А потом раздался третий голос:
— Смотрите, он потерял свой меч, братья, и держит в руке раздавленную летучую мышь.
Желание крикнуть, развеять своим голосом всю невероятную чушь, выбраться из немыслимого спектакля умерло, едва родившись. Фафхрд вдруг удивился: откуда этим неведомым созданиям известен его облик и что он держит в руке, раз вокруг угольная тьма.
Уж он-то прекрасно знал: в полной тьме слепы даже коты и совы. По спине его пополз холодок.
— Череп летучей мыши вовсе не череп человека, — снова раздался как будто первый голос.
— Это один из той самой тройки… они вернули череп нашего брата из храма Вотишаля. Но черепа при нем нет.

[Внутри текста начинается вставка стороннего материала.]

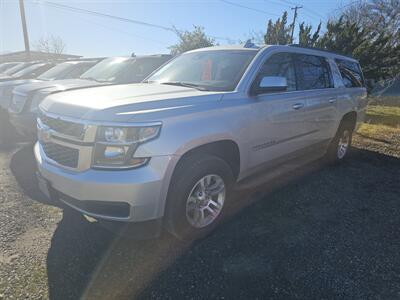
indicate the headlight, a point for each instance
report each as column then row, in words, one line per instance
column 36, row 100
column 115, row 146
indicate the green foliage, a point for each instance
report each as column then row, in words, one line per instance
column 306, row 38
column 190, row 40
column 374, row 50
column 368, row 31
column 278, row 33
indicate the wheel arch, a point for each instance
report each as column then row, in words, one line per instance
column 349, row 118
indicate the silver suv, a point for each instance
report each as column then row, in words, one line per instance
column 171, row 149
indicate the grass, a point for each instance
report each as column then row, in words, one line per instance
column 381, row 130
column 383, row 115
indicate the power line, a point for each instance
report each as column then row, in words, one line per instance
column 288, row 3
column 306, row 8
column 81, row 10
column 98, row 14
column 249, row 8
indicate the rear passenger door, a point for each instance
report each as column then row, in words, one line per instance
column 314, row 80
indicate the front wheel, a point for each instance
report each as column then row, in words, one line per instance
column 340, row 145
column 198, row 196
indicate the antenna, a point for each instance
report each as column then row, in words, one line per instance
column 294, row 20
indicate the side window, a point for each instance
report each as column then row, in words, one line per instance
column 312, row 72
column 280, row 64
column 351, row 73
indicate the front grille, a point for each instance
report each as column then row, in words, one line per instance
column 62, row 155
column 64, row 127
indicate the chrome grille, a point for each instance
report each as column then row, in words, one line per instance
column 62, row 155
column 64, row 127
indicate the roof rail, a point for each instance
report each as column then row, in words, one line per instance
column 320, row 49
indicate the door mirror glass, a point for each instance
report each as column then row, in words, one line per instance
column 272, row 84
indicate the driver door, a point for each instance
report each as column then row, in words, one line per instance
column 278, row 125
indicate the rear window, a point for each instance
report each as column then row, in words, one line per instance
column 351, row 73
column 312, row 72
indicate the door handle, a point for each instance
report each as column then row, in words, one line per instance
column 297, row 105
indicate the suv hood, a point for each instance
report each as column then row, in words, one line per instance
column 57, row 85
column 16, row 82
column 125, row 102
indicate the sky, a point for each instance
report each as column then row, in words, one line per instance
column 91, row 36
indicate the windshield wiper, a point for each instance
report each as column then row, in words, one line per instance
column 186, row 84
column 91, row 78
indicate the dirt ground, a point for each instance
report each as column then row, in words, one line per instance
column 320, row 232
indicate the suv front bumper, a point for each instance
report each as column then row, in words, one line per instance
column 25, row 124
column 134, row 195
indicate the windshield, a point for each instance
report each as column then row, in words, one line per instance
column 6, row 66
column 28, row 70
column 57, row 72
column 16, row 68
column 107, row 70
column 212, row 70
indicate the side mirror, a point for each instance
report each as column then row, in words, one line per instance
column 271, row 84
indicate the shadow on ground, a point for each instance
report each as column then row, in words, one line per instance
column 325, row 232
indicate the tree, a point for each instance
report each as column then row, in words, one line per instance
column 190, row 40
column 51, row 44
column 278, row 33
column 378, row 56
column 306, row 39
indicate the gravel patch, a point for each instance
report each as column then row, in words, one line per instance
column 322, row 232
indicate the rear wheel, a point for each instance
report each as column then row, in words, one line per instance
column 340, row 145
column 198, row 196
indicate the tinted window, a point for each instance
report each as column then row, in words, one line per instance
column 312, row 72
column 351, row 73
column 281, row 65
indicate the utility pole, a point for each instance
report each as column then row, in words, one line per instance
column 25, row 30
column 294, row 20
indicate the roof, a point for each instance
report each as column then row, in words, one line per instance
column 226, row 48
column 293, row 48
column 21, row 56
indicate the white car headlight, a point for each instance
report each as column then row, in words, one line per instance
column 115, row 146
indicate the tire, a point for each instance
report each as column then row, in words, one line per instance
column 340, row 145
column 183, row 213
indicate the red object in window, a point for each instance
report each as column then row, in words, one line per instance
column 207, row 70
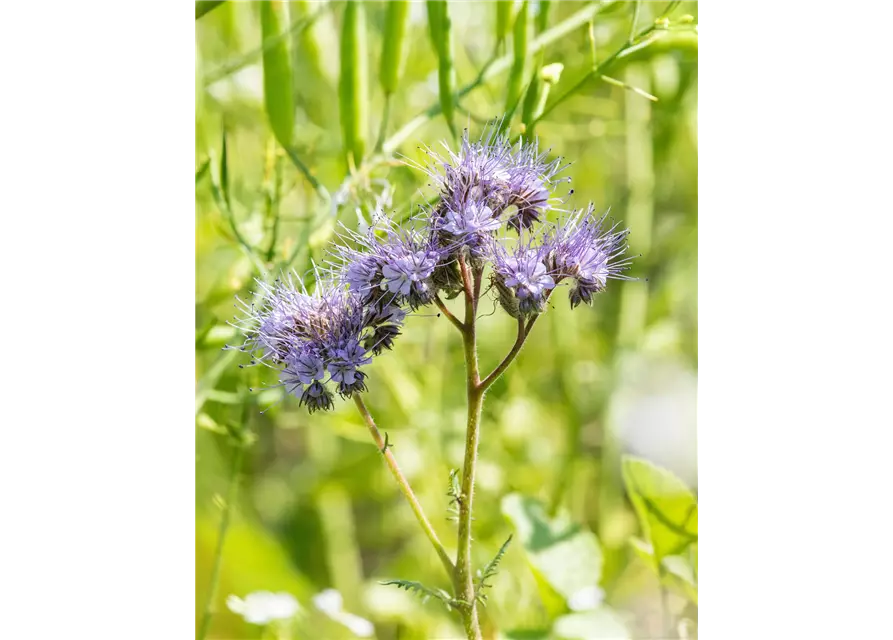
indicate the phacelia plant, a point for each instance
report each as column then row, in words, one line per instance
column 490, row 223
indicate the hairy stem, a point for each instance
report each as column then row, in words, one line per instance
column 523, row 332
column 456, row 322
column 404, row 484
column 464, row 577
column 231, row 493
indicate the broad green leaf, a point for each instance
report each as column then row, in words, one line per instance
column 278, row 92
column 676, row 571
column 601, row 624
column 667, row 509
column 563, row 555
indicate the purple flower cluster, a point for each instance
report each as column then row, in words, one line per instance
column 488, row 188
column 317, row 340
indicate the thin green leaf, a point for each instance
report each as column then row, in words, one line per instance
column 665, row 506
column 425, row 592
column 503, row 18
column 393, row 45
column 542, row 18
column 440, row 31
column 352, row 87
column 202, row 171
column 278, row 91
column 224, row 171
column 201, row 7
column 519, row 49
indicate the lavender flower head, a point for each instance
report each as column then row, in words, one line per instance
column 588, row 254
column 320, row 342
column 391, row 268
column 495, row 175
column 522, row 278
column 316, row 340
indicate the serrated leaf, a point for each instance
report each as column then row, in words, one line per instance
column 424, row 592
column 601, row 624
column 665, row 506
column 489, row 570
column 563, row 555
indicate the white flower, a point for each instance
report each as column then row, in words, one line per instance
column 262, row 607
column 586, row 599
column 330, row 603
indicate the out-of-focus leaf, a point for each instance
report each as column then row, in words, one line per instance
column 201, row 7
column 563, row 555
column 601, row 624
column 667, row 509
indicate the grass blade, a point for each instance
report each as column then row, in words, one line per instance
column 278, row 93
column 503, row 19
column 542, row 18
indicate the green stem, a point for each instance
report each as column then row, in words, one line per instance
column 231, row 493
column 464, row 577
column 404, row 484
column 383, row 128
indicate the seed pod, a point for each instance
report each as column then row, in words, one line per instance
column 503, row 18
column 542, row 18
column 352, row 88
column 394, row 39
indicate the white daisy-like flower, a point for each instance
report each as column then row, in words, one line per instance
column 586, row 599
column 263, row 607
column 330, row 603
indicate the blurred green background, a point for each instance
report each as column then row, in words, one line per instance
column 316, row 507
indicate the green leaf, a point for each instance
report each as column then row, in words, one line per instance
column 563, row 555
column 489, row 571
column 424, row 592
column 201, row 7
column 675, row 571
column 600, row 624
column 667, row 509
column 278, row 91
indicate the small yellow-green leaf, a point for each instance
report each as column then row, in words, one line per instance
column 202, row 7
column 278, row 92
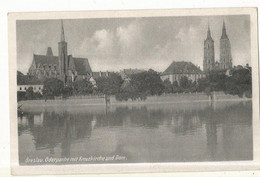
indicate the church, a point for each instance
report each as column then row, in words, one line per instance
column 64, row 67
column 225, row 57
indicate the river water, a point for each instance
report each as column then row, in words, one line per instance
column 129, row 133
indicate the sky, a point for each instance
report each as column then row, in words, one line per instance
column 113, row 44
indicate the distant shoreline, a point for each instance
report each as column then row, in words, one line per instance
column 167, row 98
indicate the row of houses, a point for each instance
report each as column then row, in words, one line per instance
column 173, row 73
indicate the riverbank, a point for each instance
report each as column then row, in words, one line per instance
column 165, row 98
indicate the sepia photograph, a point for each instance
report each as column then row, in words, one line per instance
column 134, row 90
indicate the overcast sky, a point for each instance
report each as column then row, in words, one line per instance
column 120, row 43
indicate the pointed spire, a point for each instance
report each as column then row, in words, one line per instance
column 49, row 52
column 224, row 32
column 62, row 32
column 209, row 33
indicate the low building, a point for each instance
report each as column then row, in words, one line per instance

— Столетия томилась украшенная драгоценностями голова нашего брата в проклятом святилище Вотишаля, — проговорил четвертый, — а те, что наверху, выкрали череп, но не спешат возвратить его в наше общество. Они хотят выломать его блистающие глаза и продать их за грязные монеты. Нынешние воры — ничтожества, лишенные веры и погрязшие в жадности. Они забыли нас, своих древних собратий и полностью обратились ко злу.
В голосах этих было нечто дальнее и мертвенное, они словно порождали в душе пустоту. Бесстрастные голоса таили в себе странную печаль и угрозу: то ли слабый и безнадежный вздох, то ли еще более тихую леденящую усмешку. Фафхрд крепко сжал кулаки, и крошечный скелетик распался в руке на мелкие осколки, которые он понемногу отбрасывал. Он попытался собрать все свое мужество и шагнуть вперед, но не мог двинуться.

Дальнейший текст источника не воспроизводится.